First Female Firefighters in the United States
Molly Williams was a slave owned by a merchant who served with the Oceanus Engine Company #11 in New York City. Molly, called Volunteer 11, was said to be “as good a fire laddie as many of the boys.” She is especially remembered for her work during a blizzard in 1818, when many of the men were ill from an influenza outbreak and unable to help.
Lillie Hitchcock was another well-known firefighter of the 19th century. A San Francisco heiress, ‘Firebelle Lil’ was fascinated by firefighters her whole life, and would often chase them to the scene of a fire. She was named an honorary member of the Knickerbocker Engine Company #5 in 1859 after helping the company drag their engine to a fire.
In the late 1920’s, Emma Vernell became a member of Westside Hose Company #1 at the age of 50, after her firefighter husband died in the line of duty. She was the first woman officially recognized as a firefighter by the State of New Jersey. A decade later, also in New Jersey, a woman named Augusta Chasans became a volunteer firefighter.
Sandra Forcier was hired in 1973 as a Public Safety Officer, a combination police officer and firefighter, in North Carolina.
In 1974, Judith Livers became the first known woman to become a career firefighter when she was hired by the Arlington County, Virginia, fire department. Brewer retired in 1999 at which time she was serving at the nation's first woman battalion chief, a rank she earned after 17 years of service.
History of Women in the Fire Department
Beginning in the early 20th century, women who wanted to volunteer as firefighters were sometimes organized into separate women’s brigades. Silver Spring, Maryland, and Los Angeles, California, each had their own women’s volunteer fire companies in the 1910s, and King County in California and Woodbine in Texas developed their own all-women fire companies in the 1960s.
Many women entered the workforce while men were fought during World War II, and women also joined volunteer fire service to replace the missing men. In Illinois, there were two all-women military fire departments during the war.

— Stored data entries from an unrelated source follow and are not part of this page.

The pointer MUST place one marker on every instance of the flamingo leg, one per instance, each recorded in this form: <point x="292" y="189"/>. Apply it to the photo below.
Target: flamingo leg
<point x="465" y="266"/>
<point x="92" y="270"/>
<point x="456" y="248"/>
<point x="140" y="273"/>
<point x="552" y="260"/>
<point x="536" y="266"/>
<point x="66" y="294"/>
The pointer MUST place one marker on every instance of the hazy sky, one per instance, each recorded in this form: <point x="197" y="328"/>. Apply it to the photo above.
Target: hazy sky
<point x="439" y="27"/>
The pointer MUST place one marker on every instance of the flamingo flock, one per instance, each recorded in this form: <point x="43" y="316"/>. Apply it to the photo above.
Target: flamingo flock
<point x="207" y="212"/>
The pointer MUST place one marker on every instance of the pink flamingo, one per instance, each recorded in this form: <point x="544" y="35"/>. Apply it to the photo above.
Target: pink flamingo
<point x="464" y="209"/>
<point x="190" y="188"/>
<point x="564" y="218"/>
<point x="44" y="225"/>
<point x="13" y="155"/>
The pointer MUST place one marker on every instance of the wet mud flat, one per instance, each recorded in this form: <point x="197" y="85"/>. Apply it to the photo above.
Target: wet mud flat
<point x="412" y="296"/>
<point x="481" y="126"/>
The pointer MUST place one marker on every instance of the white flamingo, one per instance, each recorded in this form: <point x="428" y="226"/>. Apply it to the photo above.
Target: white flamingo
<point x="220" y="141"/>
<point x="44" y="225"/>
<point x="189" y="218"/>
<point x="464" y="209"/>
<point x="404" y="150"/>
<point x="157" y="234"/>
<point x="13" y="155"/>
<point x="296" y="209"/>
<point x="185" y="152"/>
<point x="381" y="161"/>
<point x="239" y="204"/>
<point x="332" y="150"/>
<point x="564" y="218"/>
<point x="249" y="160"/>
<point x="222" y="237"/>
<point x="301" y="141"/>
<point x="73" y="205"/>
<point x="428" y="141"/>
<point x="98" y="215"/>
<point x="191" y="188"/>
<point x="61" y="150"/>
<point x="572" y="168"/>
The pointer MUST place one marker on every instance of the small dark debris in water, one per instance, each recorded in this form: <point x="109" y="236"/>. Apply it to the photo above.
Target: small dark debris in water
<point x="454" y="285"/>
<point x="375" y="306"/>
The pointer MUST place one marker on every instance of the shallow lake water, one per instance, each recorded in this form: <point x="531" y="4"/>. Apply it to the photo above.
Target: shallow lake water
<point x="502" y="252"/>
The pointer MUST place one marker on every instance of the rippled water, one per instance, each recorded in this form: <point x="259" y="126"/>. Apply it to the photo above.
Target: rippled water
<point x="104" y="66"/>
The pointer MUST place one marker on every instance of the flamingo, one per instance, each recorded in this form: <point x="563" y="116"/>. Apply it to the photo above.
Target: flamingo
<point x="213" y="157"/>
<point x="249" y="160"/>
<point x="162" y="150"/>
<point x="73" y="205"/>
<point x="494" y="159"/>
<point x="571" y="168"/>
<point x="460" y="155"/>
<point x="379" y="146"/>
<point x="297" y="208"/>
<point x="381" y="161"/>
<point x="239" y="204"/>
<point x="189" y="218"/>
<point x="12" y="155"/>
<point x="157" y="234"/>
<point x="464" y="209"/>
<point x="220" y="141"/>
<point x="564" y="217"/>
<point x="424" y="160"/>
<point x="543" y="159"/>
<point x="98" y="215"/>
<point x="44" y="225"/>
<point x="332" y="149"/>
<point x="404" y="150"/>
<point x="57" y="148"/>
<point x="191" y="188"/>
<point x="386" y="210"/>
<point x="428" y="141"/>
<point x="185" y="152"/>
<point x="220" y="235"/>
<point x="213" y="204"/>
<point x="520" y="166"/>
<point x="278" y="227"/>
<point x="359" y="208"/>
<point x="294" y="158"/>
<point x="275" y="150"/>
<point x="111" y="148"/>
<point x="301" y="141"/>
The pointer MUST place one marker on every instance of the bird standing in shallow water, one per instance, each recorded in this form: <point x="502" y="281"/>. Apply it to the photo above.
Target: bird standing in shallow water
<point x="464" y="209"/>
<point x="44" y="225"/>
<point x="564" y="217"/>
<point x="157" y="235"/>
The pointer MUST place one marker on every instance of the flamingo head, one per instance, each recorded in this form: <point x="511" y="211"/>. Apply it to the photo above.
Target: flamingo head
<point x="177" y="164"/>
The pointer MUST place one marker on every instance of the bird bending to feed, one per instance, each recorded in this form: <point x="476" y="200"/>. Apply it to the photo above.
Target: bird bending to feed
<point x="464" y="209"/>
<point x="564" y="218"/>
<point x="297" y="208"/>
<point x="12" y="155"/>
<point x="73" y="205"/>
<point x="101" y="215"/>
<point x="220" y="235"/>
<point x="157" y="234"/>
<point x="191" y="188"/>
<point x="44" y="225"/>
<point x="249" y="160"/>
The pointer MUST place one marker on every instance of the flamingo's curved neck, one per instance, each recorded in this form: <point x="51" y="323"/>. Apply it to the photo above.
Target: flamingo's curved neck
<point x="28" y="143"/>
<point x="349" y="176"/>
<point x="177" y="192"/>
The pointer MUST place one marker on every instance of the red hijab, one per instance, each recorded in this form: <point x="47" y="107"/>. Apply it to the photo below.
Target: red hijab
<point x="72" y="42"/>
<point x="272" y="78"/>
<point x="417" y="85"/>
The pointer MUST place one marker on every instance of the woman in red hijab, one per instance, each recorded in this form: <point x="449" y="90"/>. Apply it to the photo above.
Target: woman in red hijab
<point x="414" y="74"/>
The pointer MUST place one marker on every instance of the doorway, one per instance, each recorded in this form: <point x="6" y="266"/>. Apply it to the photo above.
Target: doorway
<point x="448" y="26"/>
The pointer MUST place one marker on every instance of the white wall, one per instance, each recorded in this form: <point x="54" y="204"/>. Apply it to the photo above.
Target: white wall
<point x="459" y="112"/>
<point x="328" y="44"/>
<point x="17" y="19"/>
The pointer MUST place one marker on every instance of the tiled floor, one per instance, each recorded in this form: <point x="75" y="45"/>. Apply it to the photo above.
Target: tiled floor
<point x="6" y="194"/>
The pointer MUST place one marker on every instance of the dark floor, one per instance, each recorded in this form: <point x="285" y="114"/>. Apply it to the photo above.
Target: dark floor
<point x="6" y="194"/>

With the advent of the women’s liberation movement in the 1960s and 70s, it became more common for women to join the regular volunteer fire departments and work together with male firefighters. By the end of the 1970s, all-women brigades were no longer used.
Current Day
More than 7,000 women now hold career firefighting and fire officer’s positions in the United States, with hundreds of counterparts in Canada, Great Britain, and other countries throughout the world. Among the volunteer and paid-on-call fire and EMS forces in the United States are perhaps 30-40,000 women firefighters, and thousands more EMT’s and paramedics. Nationwide, only 4.3% of women make up the firefighters but continues to grow. The history of these women and their foremothers is long and proud, and continues to be written.